This is a Kubernetes deployment that will manage the autoscaling of one other Kubernetes deployment/replica/pod, periodically scaling the number of replicas based on any AWS CloudWatch metric (ex: SQS Queue Size or Max Age, ELB Response Time, etc). An example would be using it to increase the number of pods when the age of the oldest message on SQS gets too old, and decrease the number of pods when it stabilizes again.
Docker image can be found on Docker Hub (https://hub.docker.com/r/veqryn/kube-cloudwatch-autoscaler/) and Docker Cloud (https://cloud.docker.com/swarm/veqryn/repository/docker/veqryn/kube-cloudwatch-autoscaler).
- Ensure this autoscaler will have the necessary AWS permissions to access CloudWatch.
- You may either use 'AWS EC2 Roles', or create a user with an access token.
- Create the below deployment in your Kubernetes cluster, after changing the variables to suite your needs.
apiVersion: extensions/v1beta1
kind: Deployment
metadata:
name: kube-cloudwatch-autoscaler
labels:
app: kube-cloudwatch-autoscaler
spec:
replicas: 1
selector:
matchLabels:
app: kube-cloudwatch-autoscaler
template:
metadata:
labels:
app: kube-cloudwatch-autoscaler
spec:
containers:
- name: kube-cloudwatch-autoscaler
image: "veqryn/kube-cloudwatch-autoscaler:1.1"
env:
- name: KUBE_ENDPOINT # Required, the app's api endpoint in kube (this example will cause us to scale a deployment named "my-app-name")
value: "apis/apps/v1beta1/namespaces/default/deployments/my-app-name/scale"

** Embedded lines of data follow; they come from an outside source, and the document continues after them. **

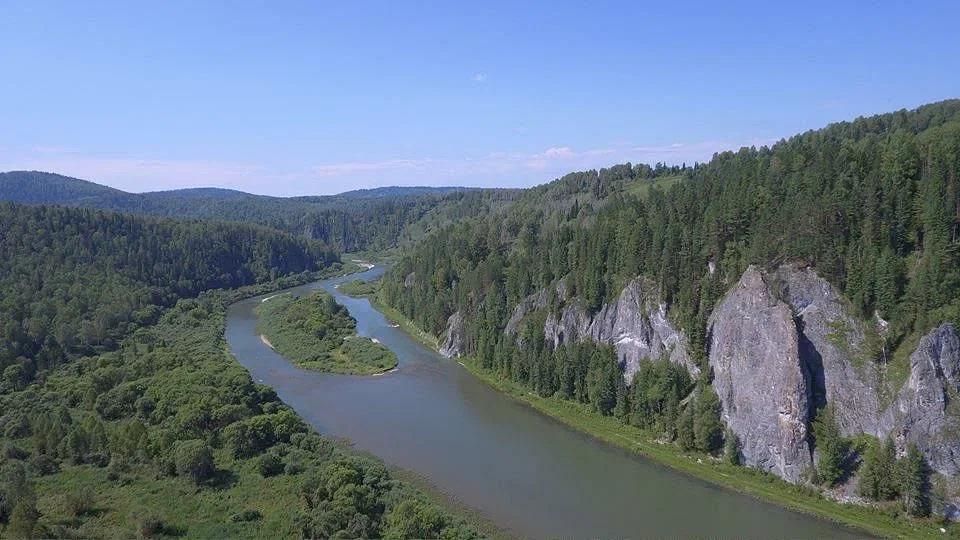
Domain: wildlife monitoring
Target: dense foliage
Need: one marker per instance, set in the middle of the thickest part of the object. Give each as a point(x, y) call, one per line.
point(75, 281)
point(316, 332)
point(873, 205)
point(168, 435)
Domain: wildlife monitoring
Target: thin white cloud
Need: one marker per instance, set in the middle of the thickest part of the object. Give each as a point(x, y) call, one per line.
point(496, 169)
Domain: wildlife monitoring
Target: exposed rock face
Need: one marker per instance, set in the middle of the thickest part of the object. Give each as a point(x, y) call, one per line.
point(454, 342)
point(830, 340)
point(635, 324)
point(763, 384)
point(926, 412)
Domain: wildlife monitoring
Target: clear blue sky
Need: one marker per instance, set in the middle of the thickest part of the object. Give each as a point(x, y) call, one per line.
point(321, 97)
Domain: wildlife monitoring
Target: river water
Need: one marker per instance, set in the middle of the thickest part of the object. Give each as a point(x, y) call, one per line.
point(527, 473)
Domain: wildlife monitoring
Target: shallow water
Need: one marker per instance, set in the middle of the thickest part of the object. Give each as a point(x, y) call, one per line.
point(525, 472)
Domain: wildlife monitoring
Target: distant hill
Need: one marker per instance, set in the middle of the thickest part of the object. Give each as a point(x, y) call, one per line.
point(34, 187)
point(357, 220)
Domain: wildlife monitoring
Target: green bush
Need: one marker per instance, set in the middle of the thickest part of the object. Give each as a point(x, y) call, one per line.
point(194, 459)
point(269, 465)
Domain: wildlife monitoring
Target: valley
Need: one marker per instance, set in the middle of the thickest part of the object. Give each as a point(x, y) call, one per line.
point(767, 341)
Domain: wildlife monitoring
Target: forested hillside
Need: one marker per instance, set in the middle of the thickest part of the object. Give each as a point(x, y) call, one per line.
point(359, 220)
point(75, 281)
point(638, 257)
point(122, 413)
point(169, 436)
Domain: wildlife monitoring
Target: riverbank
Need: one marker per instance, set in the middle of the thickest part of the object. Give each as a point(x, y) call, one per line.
point(315, 332)
point(744, 480)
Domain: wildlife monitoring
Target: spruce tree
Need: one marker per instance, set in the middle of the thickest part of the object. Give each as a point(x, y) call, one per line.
point(830, 446)
point(914, 485)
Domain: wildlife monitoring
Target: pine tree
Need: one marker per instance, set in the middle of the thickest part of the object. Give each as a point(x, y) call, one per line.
point(878, 479)
point(685, 436)
point(731, 447)
point(830, 446)
point(913, 477)
point(707, 427)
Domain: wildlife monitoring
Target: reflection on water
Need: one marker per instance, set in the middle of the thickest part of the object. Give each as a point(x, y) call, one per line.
point(524, 471)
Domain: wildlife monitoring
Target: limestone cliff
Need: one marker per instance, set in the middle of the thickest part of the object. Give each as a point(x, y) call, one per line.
point(784, 343)
point(763, 384)
point(454, 342)
point(635, 324)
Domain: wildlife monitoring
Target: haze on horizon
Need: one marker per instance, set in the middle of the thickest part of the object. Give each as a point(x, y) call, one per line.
point(298, 98)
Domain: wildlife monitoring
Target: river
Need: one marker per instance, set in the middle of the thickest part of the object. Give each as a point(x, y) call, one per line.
point(525, 472)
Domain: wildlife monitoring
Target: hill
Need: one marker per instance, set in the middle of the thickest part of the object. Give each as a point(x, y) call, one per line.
point(821, 271)
point(75, 281)
point(374, 219)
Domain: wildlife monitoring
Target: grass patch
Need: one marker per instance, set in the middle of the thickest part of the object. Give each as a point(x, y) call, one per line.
point(359, 288)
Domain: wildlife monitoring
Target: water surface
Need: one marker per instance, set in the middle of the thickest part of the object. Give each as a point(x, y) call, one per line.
point(524, 471)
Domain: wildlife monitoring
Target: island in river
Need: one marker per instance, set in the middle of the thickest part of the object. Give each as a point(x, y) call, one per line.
point(316, 332)
point(523, 471)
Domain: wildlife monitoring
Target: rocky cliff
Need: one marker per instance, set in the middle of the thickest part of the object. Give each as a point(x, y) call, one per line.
point(454, 341)
point(635, 324)
point(927, 409)
point(783, 344)
point(763, 383)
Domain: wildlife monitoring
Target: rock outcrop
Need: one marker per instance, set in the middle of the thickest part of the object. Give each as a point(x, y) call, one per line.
point(832, 345)
point(927, 410)
point(635, 324)
point(784, 343)
point(763, 384)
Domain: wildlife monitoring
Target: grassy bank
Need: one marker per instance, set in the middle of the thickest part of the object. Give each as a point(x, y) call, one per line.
point(123, 470)
point(741, 479)
point(358, 288)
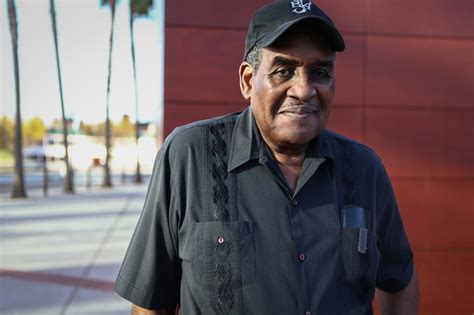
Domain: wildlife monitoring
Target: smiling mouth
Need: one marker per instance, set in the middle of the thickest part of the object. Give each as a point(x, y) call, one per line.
point(300, 111)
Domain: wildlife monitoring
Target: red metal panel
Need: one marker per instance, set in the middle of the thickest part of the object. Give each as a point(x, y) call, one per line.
point(346, 14)
point(178, 114)
point(350, 72)
point(437, 214)
point(423, 143)
point(346, 121)
point(203, 64)
point(446, 281)
point(212, 13)
point(414, 72)
point(425, 17)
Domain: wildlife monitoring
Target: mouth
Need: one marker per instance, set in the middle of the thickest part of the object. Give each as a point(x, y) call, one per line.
point(299, 110)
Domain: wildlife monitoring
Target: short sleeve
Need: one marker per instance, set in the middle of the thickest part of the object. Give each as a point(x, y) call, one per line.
point(396, 257)
point(150, 273)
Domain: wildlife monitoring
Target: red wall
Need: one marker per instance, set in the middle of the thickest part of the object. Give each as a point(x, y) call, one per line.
point(404, 86)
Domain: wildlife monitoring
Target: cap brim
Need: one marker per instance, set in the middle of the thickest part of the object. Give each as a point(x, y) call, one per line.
point(328, 30)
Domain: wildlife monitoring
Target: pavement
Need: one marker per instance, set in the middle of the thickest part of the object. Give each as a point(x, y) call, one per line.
point(61, 254)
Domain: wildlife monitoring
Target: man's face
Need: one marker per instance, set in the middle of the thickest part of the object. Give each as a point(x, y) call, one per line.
point(292, 92)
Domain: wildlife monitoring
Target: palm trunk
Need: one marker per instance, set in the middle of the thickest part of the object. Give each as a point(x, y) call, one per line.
point(68, 181)
point(138, 176)
point(18, 187)
point(107, 180)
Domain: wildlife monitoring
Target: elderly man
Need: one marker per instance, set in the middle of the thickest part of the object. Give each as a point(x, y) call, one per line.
point(266, 211)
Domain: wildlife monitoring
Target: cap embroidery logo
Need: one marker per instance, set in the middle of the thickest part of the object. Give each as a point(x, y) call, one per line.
point(300, 7)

- name: KUBE_MIN_REPLICAS # Optional
value: "1"
- name: KUBE_MAX_REPLICAS # Optional
value: "50"
- name: KUBE_SCALE_DOWN_COUNT # Optional, how many replicas to reduce by when scaling down
value: "1"
- name: KUBE_SCALE_UP_COUNT # Optional, how many replicas to increase by when scaling up
value: "1"
- name: KUBE_SCALE_DOWN_COOLDOWN # Optional, cooldown in seconds after scaling down
value: "180"
- name: KUBE_SCALE_UP_COOLDOWN # Optional, cooldown in seconds after scaling up
value: "300"
- name: CW_SCALE_DOWN_VALUE # Required, cloudwatch metric value that will trigger scaling down
value: "300"
- name: CW_SCALE_UP_VALUE # Required, cloudwatch metric value that will trigger scaling up
value: "900"
- name: CW_NAMESPACE # Required (see https://docs.aws.amazon.com/AmazonCloudWatch/latest/monitoring/cloudwatch_concepts.html)
value: "AWS/SQS"
- name: CW_METRIC_NAME # Required
value: "ApproximateAgeOfOldestMessage"
- name: CW_DIMENSIONS # Required (Separate multiple dimensions with spaces, such as: "Name=TargetGroup,Value=targetgroup/my-tg/abc Name=LoadBalancer,Value=app/my-elb/xyz")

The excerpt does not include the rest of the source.